The CacheStore provides methods for manual cache management:

```python exec="true" session="experimental" source="above" result="ansi"
# Clear all cached data and tracking information
import asyncio
asyncio.run(cached_store.clear_cache())

# Check cache info after clearing
info = cached_store.cache_info()
assert info['tracked_keys'] == 0
assert info['current_size'] == 0
```

The `clear_cache()` method is an async method that clears both the cache store
(if it supports the `clear` method) and all internal tracking data.

## Best Practices

1. **Choose appropriate cache store**: Use MemoryStore for fast temporary caching or LocalStore for persistent caching
2. **Size the cache appropriately**: Set `max_size` based on available storage and expected data access patterns
3. **Use with remote stores**: The cache provides the most benefit when wrapping slow remote stores
4. **Monitor cache statistics**: Use `cache_info()` to tune cache size and access patterns
5. **Consider data locality**: Group related data accesses together to improve cache efficiency
6. **Set appropriate expiration**: Use `max_age_seconds` for time-sensitive data or "infinity" for static data

## Working with Different Store Types

The CacheStore can wrap any store that implements the `zarr.abc.store.Store` interface
and use any store type for the cache backend:

### Local Store with Memory Cache

```python exec="true" session="experimental-memory-cache" source="above" result="ansi"
from zarr.storage import LocalStore, MemoryStore
from zarr.experimental.cache_store import CacheStore
from tempfile import mkdtemp

local_store_path = mkdtemp(suffix='.zarr')
source_store = LocalStore(local_store_path)
cache_store = MemoryStore()
cached_store = CacheStore(
    store=source_store,
    cache_store=cache_store,
    max_size=128*1024*1024
)
```

### Memory Store with Persistent Cache

```python exec="true" session="experimental-local-cache" source="above" result="ansi"
from tempfile import mkdtemp
from zarr.storage import MemoryStore, LocalStore
from zarr.experimental.cache_store import CacheStore

memory_store = MemoryStore()
local_store_path = mkdtemp(suffix='.zarr')
persistent_cache = LocalStore(local_store_path)
cached_store = CacheStore(
    store=memory_store,
    cache_store=persistent_cache,
    max_size=256*1024*1024
)
```

The dual-store architecture provides flexibility in choosing the best combination
of source and cache stores for your specific use case.
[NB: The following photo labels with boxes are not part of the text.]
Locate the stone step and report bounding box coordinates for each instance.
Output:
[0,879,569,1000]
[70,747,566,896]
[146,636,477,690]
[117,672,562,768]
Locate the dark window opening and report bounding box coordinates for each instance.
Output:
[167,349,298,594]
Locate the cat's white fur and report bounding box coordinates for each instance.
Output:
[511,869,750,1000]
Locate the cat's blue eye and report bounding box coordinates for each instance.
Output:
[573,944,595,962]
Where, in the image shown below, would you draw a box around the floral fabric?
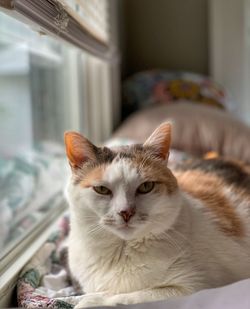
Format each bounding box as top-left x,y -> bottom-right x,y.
123,70 -> 232,112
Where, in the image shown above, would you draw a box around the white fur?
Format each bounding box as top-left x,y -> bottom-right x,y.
67,159 -> 250,308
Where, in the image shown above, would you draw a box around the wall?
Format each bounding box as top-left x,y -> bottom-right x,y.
121,0 -> 208,77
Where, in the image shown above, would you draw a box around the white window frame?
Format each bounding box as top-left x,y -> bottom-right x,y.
0,0 -> 120,307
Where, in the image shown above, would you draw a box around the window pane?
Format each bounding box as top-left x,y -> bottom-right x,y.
0,13 -> 87,255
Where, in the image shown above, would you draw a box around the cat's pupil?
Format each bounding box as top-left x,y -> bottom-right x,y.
93,186 -> 112,195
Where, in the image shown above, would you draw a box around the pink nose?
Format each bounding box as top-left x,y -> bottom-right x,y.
118,208 -> 135,223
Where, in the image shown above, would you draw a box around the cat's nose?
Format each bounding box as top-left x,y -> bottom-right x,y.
118,208 -> 135,223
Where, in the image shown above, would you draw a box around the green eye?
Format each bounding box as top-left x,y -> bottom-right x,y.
93,186 -> 112,195
136,181 -> 155,194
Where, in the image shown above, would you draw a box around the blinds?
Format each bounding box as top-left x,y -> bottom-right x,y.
0,0 -> 113,60
60,0 -> 109,43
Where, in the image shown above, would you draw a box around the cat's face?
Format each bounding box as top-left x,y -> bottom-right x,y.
65,124 -> 178,239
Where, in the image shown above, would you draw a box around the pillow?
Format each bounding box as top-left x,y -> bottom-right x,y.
114,101 -> 250,163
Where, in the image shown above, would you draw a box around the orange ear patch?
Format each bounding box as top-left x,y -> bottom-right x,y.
64,132 -> 95,168
80,165 -> 105,188
143,122 -> 171,160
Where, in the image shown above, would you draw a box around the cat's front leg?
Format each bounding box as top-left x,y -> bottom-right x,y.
75,287 -> 194,309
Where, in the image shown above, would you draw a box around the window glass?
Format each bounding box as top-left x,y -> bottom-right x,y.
0,13 -> 87,256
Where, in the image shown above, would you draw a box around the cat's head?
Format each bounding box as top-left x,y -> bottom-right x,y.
65,123 -> 179,239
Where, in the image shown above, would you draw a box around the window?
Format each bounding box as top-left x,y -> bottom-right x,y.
0,0 -> 119,304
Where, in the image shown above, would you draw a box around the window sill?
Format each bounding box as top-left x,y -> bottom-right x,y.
0,201 -> 67,308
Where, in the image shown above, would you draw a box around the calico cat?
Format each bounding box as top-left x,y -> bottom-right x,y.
65,123 -> 250,308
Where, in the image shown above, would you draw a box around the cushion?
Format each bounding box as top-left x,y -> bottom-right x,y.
114,101 -> 250,163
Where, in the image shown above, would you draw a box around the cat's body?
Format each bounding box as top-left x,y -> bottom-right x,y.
66,124 -> 250,307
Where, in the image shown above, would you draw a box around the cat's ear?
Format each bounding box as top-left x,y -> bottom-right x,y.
143,122 -> 171,160
64,132 -> 97,168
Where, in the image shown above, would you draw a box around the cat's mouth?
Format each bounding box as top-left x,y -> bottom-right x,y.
117,223 -> 134,230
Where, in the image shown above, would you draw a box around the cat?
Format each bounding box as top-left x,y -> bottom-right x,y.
65,123 -> 250,308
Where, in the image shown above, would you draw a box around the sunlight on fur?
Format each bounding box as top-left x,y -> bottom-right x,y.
65,123 -> 250,308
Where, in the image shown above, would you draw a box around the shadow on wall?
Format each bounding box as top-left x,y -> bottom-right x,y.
121,0 -> 208,77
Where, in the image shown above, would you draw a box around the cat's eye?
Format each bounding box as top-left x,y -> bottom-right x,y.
136,181 -> 155,194
93,186 -> 112,195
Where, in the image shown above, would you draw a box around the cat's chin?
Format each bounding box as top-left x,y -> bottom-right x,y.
103,225 -> 143,240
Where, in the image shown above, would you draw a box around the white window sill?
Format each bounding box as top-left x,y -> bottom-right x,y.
0,201 -> 67,308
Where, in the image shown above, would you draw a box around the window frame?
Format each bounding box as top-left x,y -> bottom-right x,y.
0,0 -> 120,307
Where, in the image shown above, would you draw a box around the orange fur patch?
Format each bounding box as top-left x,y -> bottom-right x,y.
80,165 -> 105,188
175,170 -> 244,237
133,153 -> 178,194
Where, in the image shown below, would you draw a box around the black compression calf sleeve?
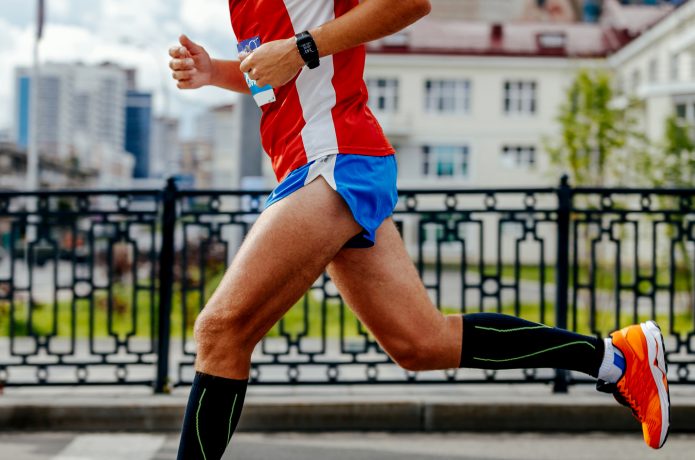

## Examples from Real Usage

Here's a complete example demonstrating cache effectiveness:

```python exec="true" session="experimental-final" source="above" result="ansi"
import numpy as np
import time
from tempfile import mkdtemp
import zarr
import zarr.storage
from zarr.experimental.cache_store import CacheStore

# Create test data with dual-store cache
local_store_path = mkdtemp(suffix='.zarr')
source_store = zarr.storage.LocalStore(local_store_path)
cache_store = zarr.storage.MemoryStore()
cached_store = CacheStore(
    store=source_store,
    cache_store=cache_store,
    max_size=256*1024*1024
)
zarr_array = zarr.zeros((100, 100), chunks=(10, 10), dtype='f8', store=cached_store, mode='w')
zarr_array[:] = np.random.random((100, 100))

# Demonstrate cache effectiveness with repeated access
start = time.time()
data = zarr_array[20:30, 20:30]  # First access (cache miss)
first_access = time.time() - start

start = time.time()
data = zarr_array[20:30, 20:30]  # Second access (cache hit)
second_access = time.time() - start

# Check cache statistics
info = cached_store.cache_info()
assert info['cached_keys'] > 0  # Should have cached keys
assert info['current_size'] > 0  # Should have cached data
print(f"Cache contains {info['cached_keys']} keys with {info['current_size']} bytes")
```

This example shows how the CacheStore can significantly reduce access times for repeated
data reads, particularly important when working with remote data sources. The dual-store
architecture allows for flexible cache persistence and management.